The repo provides files for preparing the datasets, some basic exploration, course-internal splitting, scoring, and demo submissions for that.

Setup

We use Python with version 3.9.2. We recommend to set up a virtual environment to install the dependencies, e.g., with virtualenv:

python -m virtualenv -p <path/to/right/python/executable> <path/to/env/destination>

or with conda (which we used, version 4.10.0):

conda create --name ds-lab-2021 python=3.9.2

Next, install the dependencies with

python -m pip install -r requirements.txt

If you make changes to the environment and you want to persist them, run

python -m pip freeze > requirements.txt

We installed spyder-kernels into the environment, so you should be able to use the environment in the IDE Sypder (if the versions of spyder-kernels and Spyder are compatible).

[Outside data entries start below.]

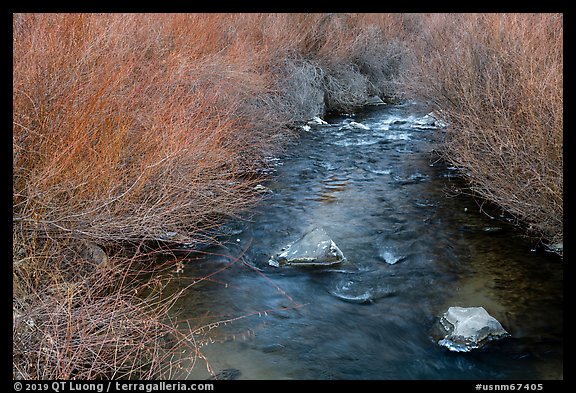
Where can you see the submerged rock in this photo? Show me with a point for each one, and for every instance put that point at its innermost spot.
(361, 291)
(469, 328)
(315, 248)
(375, 100)
(432, 120)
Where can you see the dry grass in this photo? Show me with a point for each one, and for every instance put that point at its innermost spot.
(499, 80)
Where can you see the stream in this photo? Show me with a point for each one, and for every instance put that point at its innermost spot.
(414, 247)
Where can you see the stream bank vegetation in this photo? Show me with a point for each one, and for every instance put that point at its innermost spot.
(128, 129)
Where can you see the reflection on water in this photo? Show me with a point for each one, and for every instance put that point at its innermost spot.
(413, 251)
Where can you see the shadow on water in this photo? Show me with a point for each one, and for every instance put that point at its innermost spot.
(413, 250)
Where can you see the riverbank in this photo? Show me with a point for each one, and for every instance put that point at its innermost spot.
(132, 131)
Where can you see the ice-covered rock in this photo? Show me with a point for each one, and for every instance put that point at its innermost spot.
(375, 100)
(354, 125)
(469, 328)
(315, 248)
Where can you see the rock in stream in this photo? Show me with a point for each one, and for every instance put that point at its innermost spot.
(469, 328)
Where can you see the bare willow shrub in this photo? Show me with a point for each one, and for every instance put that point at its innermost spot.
(499, 80)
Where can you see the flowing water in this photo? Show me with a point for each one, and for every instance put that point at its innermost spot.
(414, 248)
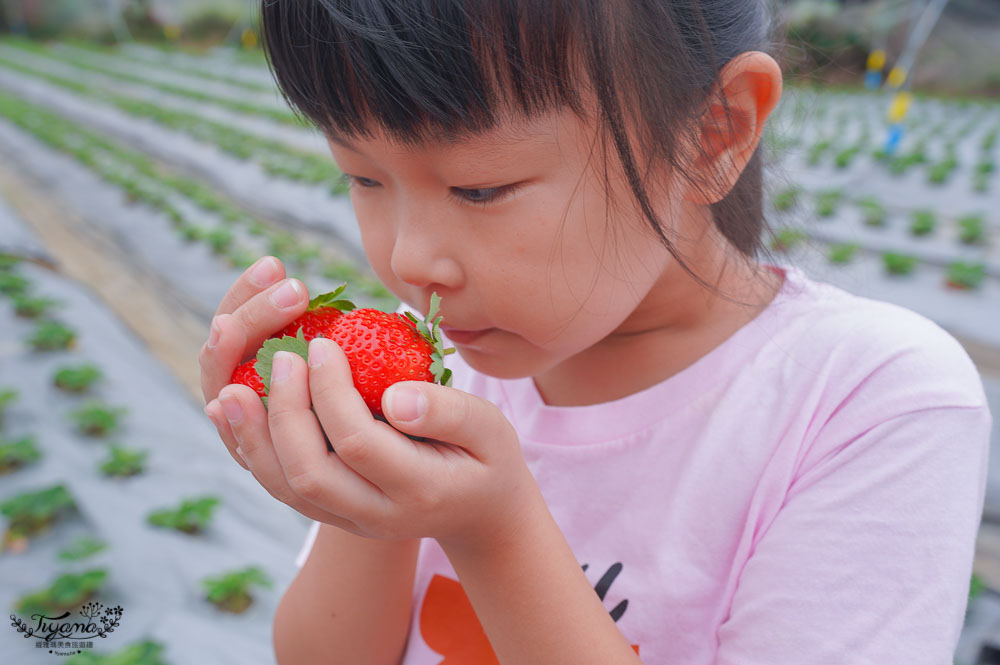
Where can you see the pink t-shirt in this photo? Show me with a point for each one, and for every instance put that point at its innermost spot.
(808, 492)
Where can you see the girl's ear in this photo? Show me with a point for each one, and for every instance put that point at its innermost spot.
(750, 85)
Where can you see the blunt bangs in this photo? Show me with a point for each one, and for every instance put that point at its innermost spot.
(420, 70)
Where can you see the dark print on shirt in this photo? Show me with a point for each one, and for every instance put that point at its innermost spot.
(450, 627)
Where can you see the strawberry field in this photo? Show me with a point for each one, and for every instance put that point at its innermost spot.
(136, 184)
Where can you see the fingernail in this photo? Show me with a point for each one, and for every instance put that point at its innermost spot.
(405, 403)
(232, 409)
(213, 334)
(287, 295)
(281, 366)
(264, 272)
(317, 353)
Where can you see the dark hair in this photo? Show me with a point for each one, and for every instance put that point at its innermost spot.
(421, 69)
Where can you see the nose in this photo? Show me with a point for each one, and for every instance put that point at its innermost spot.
(423, 254)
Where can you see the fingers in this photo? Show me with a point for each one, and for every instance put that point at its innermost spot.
(369, 447)
(438, 412)
(309, 469)
(237, 336)
(216, 414)
(262, 274)
(244, 422)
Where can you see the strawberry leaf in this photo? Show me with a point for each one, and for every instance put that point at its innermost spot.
(432, 334)
(332, 299)
(265, 356)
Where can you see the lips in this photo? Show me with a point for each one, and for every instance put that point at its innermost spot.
(464, 336)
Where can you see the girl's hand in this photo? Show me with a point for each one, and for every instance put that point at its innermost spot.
(260, 303)
(465, 485)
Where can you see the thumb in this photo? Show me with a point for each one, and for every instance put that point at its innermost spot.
(447, 414)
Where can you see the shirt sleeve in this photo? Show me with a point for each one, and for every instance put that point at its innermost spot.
(307, 545)
(869, 559)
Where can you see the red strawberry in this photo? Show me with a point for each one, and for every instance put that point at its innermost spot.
(246, 374)
(322, 312)
(381, 348)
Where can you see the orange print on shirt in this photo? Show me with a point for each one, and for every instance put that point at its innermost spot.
(451, 628)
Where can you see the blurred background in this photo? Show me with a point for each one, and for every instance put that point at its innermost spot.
(147, 159)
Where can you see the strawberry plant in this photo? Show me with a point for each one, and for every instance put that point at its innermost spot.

Task 1: Data Mining Cup 2021 (Task_1_DMC_2021/)

Preparation

Download the DMC task from the website. Place the three CSVs in a folder called data in the folder Task_1_DMC_2021.

Exploration

explore_data.py allows very basic interactive (e.g., in IDE) exploration.

Scoring

  • check_submission_validity.py checks whether submission files have the right format.
  • check_submission_identity.py checks whether identically-named submission files have the same content (= checks reproducibility).
  • prepare_manual_scoring.py prepares input files and output files for manual course-internal scoring of randomly sampled recommendations.
  • evaluate_manual_scoring.py reads output files of manual scoring and combines them.

Demo Submissions

We provide two simple demo submission scripts that produce solutions observing the DMC submission format:

  • recommend_global_favorites.py: Ignore item to evaluate and recommend globally popular items.
  • recommend_cooccurring_favorites.py: Find items which are most popular in sessions with item to evaluate.

Distributed Submission

For the DMC submission, we combine multiple submissions that were created by the teams' pipelines. To this end, we let the participants manually decide which of the submissions to use for each item. As making this decision for the full test set would require a lot of effort, we distribute the manual work over all participants.

  • prepare_distributed_solution.py prepares input files and output files for the manual selection process.
  • combine_distributed_solution.py read output files of manual selection as well as submission files and combines them.

Task 2: Verification of Auction Process Models (Task_2_Auction_Verification/)

For some background on the scenario, you can read

Ordoni, E., Mülle, J., & Böhm, K. (2020). Verification of Data-Value-Aware Processes and a Case Study on Spectrum Auctions.

Our datasets are based on verification of process models mimicking the German 4G Spectrum Auction, featuring six products and four bidders. We have two datasets, which have nearly the same columns, but differ in the domain of their data values. I.e., one dataset has a higher range of prices than the other one and therefore has more data objects. Also, the interpretation of the formula (= property) to be verified is slightly different between the two dataset. In the smaller dataset (auction_verification), each price is encoded as a separate data value. In the larger dataset (auction_verification_large), prices are encoded binarily, which results in longer formulas.

Preparation

Obtain the raw small dataset Process4.csv and the raw partititions of the large dataset result[0-6].csv. Place them a folder called data in the folder Task_2_Auction_Verification. Run prepare_data.py to create student-friendly, pre-processed versions of the datasets.

Exploration

explore_data.py allows basic interactive (e.g., in IDE) exploration and predictions.